In a village in northern Hesse there was a very large and old oak tree known as the “Donar Oak” (Thunder Oak), believed to be protected by Thor, god of thunder, a place regarded as hallowed ground, where every year pagans sacrificed a small child to the god. The pagans boasted that Boniface and the God he preached could not fell the tree.
|Boniface chops down a cult tree|
in Hesse, engraving
by Bernhard Rode, 1781
There is more.
Missionaries were careful not merely to defeat the symbols of the pre-Christian faiths, but to turn them to the faith’s favor.
Boniface then pointed to a little fir tree that stood behind the felled and once mighty oak, and said,
“This little tree, a young child of the forest, shall be your holy tree tonight. It is the wood of peace… It is the sign of an endless life, for its leaves are ever green. See how it points upward to heaven. Let this be called the tree of the Christ-child; gather about it, not in the wild wood, but in your own homes; there it will shelter no deeds of blood, but loving gifts and rites of kindness.”Therein lies the beginning of the Tannenbaum, or Christmas tree.

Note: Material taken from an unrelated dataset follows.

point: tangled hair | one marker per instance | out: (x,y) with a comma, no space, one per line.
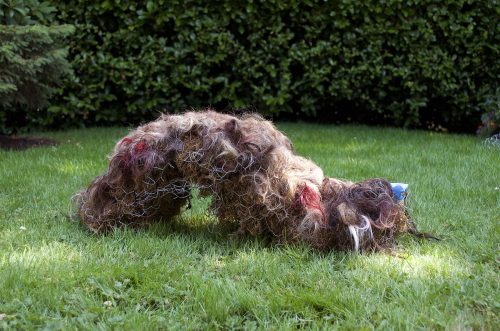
(255,180)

Saint Ansgar (801-865), had a similar trajectory. A 9th century bishop of Hamburg, still mission territory, he reached out to Scandinavia and is known as “the apostle of the North.” In 829, King Björn of Sweden requested a mission, and Ansgar was sent with a companion to Birka, about 18 miles west of Stockholm, where he made converts. The success prompted the establishment of the diocese of Hamburg in 831, set up as a missionary base with Ansgar as its bishop. As such, he established a school for missionaries to Denmark.

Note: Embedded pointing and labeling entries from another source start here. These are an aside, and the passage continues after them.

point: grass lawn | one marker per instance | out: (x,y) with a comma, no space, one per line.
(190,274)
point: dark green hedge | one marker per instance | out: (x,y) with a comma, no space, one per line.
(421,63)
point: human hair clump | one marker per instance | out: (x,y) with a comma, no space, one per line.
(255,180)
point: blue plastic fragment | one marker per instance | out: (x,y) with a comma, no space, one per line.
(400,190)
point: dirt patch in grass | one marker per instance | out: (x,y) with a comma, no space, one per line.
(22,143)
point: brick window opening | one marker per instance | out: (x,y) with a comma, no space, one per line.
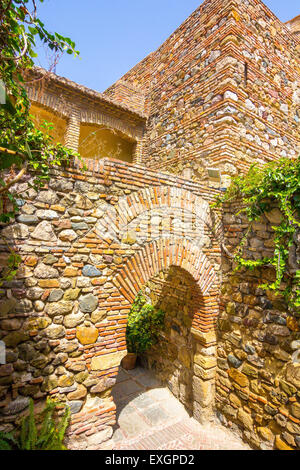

Unfortunately, the political and uncivil ways of the Viking Age did not favor missionaries.
First, Ansgar lost the support of the Frankish king when in 1840 Charlemagne’s sons divided his Franco-German empire. Next, a civil war broke out between kings in the region, and in 845 the Danes raided Hamburg and leveled the city. Finally, Louis the German, appointed Ansgar bishop of Bremen and joined that diocese to Hamburg.
Ansgar managed to return to Denmark and continue his missions to Sweden under King Olof; he is noted, also, for keeping good relations with two warring kings, who allowed Christianity to gain legal recognition. He died attempting to avert a pagan anti-Christian reaction and like Boniface, on the face of the immediate circumstances, a relative failure.

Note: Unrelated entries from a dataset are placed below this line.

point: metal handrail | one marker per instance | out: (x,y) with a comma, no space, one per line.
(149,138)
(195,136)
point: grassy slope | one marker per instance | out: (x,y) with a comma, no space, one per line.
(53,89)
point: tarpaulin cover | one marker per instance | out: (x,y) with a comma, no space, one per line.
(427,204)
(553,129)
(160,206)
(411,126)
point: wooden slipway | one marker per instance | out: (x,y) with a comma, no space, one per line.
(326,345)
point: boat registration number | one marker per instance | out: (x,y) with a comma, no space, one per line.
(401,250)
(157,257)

The mission that not only succeeded, but whose seed left broad markings on the social culture of Eastern Europe all the way to the Ural mountain range was that of two brothers from Thessalonica, Saints Cyril and Methodius (respectively 826-869 and 815-885).
The youngest, Cyril, was christened Constantine but took the name Cyril when he became a monk in Rome shortly before his death. Similarly, the older brother was christened Michael but took the name Methodius when he became a monk at Mysian Olympus, in northwest Turkey.
Their father, a military officer from the Byzantine nobility, died when Cyril was 14, and the two brothers were taken under the protection of a local leader who founded education institutions, including the University of Magnaura, in which Cyril eventually taught. Cyril was ordained a priest around this period and his brother a deacon.
Cyril was first sent on missions to the Middle East, given his command of both Arabic and Hebrew, to the Abbasid Caliph Al-Mutawakkil. In these travels he discussed the principle of the Holy Trinity with the Arab theologians. This effort was one of the earliest contacts between Christianity and the new religion of Islam, which had overrun Arabia, the Fertile Crescent of the Asian Mesopotamia and west through North Africa, all the way through Spain to the Pyrenees, where the military advance of Muslims was halted by Frankish warrior Charles Martel in 732.
A second mission in 860 was requested by the Byzantine emperor, Michael III, and the patriarch of Constantinople, Photius (a professor of Cyril's at the University), to the Khazar Khaganate, between the Black and Caspian Seas, in order to prevent the expansion of Judaism there. Cyril failed, and the Khagan imposed Judaism on his people as the national religion.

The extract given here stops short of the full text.